There probably is a similar discussion in the list's archive, but the
main reasoning behind this was, also as far as I can remember, that
reviewing a rule is not as easy as it looks like. There are certain
websites that mostly work but have a few pages that fail (epically)
and, in the users' best interests, manual verification was required.
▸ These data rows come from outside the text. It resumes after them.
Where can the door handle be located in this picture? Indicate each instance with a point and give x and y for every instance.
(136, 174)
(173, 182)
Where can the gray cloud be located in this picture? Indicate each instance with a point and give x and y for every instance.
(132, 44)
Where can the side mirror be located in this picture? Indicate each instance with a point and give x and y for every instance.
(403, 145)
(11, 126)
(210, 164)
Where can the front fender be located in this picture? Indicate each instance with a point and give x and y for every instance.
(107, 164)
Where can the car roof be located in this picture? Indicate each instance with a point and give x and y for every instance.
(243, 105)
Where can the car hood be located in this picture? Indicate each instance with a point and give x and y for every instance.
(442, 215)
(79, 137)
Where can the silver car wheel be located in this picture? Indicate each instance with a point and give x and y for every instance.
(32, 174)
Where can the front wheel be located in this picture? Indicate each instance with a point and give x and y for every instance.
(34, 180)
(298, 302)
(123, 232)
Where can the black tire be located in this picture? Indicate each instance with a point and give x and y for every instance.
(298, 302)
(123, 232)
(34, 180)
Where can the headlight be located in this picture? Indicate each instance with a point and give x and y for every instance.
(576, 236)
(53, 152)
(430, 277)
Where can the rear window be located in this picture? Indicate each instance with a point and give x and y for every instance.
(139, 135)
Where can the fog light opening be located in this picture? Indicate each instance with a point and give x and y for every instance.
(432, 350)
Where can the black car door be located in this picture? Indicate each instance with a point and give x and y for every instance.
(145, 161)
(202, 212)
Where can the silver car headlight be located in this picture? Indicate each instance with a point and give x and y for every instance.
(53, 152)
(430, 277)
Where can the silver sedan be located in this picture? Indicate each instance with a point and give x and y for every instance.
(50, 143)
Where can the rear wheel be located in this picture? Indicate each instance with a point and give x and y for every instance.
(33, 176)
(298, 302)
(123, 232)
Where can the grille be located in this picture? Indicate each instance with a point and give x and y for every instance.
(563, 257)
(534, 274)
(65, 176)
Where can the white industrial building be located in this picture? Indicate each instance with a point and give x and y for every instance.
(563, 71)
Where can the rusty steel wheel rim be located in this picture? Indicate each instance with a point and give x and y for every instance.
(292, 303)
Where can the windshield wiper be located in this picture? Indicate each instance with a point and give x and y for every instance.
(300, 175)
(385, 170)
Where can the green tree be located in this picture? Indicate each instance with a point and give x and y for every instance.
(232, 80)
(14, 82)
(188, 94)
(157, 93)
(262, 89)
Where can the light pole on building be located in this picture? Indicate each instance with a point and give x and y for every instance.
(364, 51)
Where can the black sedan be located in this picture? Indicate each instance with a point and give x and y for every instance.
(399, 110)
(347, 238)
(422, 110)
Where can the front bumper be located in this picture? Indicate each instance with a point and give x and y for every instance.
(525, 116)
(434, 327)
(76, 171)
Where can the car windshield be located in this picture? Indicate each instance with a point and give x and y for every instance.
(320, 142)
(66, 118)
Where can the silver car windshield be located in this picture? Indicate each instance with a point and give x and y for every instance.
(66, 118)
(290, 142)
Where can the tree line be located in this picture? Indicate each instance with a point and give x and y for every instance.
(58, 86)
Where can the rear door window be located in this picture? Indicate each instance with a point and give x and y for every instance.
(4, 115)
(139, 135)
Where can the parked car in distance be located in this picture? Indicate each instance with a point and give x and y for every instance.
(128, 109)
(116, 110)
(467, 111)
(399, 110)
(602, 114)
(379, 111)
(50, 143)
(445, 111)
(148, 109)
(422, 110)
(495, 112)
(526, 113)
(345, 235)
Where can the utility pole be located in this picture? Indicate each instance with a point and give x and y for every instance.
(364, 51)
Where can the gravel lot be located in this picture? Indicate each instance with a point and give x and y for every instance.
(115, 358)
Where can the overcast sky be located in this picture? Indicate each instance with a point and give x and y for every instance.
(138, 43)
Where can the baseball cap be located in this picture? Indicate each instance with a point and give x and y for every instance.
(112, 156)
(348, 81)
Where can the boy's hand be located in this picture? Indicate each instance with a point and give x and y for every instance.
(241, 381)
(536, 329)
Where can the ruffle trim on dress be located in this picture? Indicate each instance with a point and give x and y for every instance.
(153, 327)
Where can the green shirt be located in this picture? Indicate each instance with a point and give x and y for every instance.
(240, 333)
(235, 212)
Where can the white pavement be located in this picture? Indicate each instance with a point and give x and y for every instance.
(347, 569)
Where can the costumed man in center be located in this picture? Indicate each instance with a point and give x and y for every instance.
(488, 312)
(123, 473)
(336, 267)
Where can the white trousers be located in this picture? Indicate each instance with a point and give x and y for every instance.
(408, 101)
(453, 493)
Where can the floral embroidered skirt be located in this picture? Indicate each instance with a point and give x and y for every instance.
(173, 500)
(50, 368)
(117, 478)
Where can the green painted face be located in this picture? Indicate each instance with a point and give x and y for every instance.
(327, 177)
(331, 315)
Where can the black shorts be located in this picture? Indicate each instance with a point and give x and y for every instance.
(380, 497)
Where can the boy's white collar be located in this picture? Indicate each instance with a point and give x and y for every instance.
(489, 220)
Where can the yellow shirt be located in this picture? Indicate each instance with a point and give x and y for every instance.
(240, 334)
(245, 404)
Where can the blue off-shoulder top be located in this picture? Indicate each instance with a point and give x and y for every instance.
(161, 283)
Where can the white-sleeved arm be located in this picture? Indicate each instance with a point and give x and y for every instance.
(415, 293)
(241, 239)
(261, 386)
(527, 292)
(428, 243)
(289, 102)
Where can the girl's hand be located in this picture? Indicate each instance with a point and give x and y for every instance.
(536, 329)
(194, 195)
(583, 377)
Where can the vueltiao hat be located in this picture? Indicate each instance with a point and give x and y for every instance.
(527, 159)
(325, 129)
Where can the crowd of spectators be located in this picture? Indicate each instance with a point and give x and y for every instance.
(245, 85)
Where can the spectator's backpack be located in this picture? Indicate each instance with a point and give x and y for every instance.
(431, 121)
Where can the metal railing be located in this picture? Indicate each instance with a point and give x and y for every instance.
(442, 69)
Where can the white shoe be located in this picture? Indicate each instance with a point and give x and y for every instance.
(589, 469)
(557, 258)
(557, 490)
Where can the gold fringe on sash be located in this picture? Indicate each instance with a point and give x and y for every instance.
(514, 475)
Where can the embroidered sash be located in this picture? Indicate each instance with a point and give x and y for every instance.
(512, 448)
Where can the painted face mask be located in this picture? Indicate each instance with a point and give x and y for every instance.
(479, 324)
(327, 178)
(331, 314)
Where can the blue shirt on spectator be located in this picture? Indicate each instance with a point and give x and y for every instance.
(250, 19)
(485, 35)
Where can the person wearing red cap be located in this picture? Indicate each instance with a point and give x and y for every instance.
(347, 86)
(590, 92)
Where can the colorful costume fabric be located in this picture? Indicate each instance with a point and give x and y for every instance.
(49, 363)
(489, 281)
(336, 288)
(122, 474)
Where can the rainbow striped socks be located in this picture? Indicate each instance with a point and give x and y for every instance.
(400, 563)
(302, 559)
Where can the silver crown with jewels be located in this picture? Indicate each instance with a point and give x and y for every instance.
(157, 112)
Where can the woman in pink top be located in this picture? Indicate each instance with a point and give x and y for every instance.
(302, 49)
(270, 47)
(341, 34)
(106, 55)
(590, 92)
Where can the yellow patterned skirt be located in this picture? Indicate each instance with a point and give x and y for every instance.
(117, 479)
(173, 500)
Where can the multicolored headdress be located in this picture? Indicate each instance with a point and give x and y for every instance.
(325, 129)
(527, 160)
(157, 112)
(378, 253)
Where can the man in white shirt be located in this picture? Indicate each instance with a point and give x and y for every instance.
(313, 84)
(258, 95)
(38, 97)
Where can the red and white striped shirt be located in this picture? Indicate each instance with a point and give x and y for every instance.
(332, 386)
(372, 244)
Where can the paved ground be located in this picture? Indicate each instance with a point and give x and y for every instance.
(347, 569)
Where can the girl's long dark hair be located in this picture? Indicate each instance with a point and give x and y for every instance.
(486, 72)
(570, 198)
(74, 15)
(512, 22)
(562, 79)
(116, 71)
Now, there was talk about writing a testing suite for rulesets, to
allow automatic verification, but nobody had the time to do it... If
you can, you're welcome to try :)

Also, I did write (a while back) a small Python script that compares
the Alexa top 1M with our development branch and spits out the rules
not yet merged in stable that match websites in the list. However,
this can only give you priority on which rules to check first...
Imagine if we automatically merged a broken rule for Google...

/scary thoughts

Anyway, if you can support on the testing suite you'd make a lot of
people in this list very, very happy!

Cheers,

Claudio

Thanks for the info.

Just to pick up the example myself:
Has anyone on the development branch had problems with the rule openstreetmap.org? I haven't. So I vote for an upgrade to the stable branch.

Another thing I stumbled upon:
Is the HTTPS Everywhere Atlas still being updated? For leo.org it states that there is only a rule in the development branch.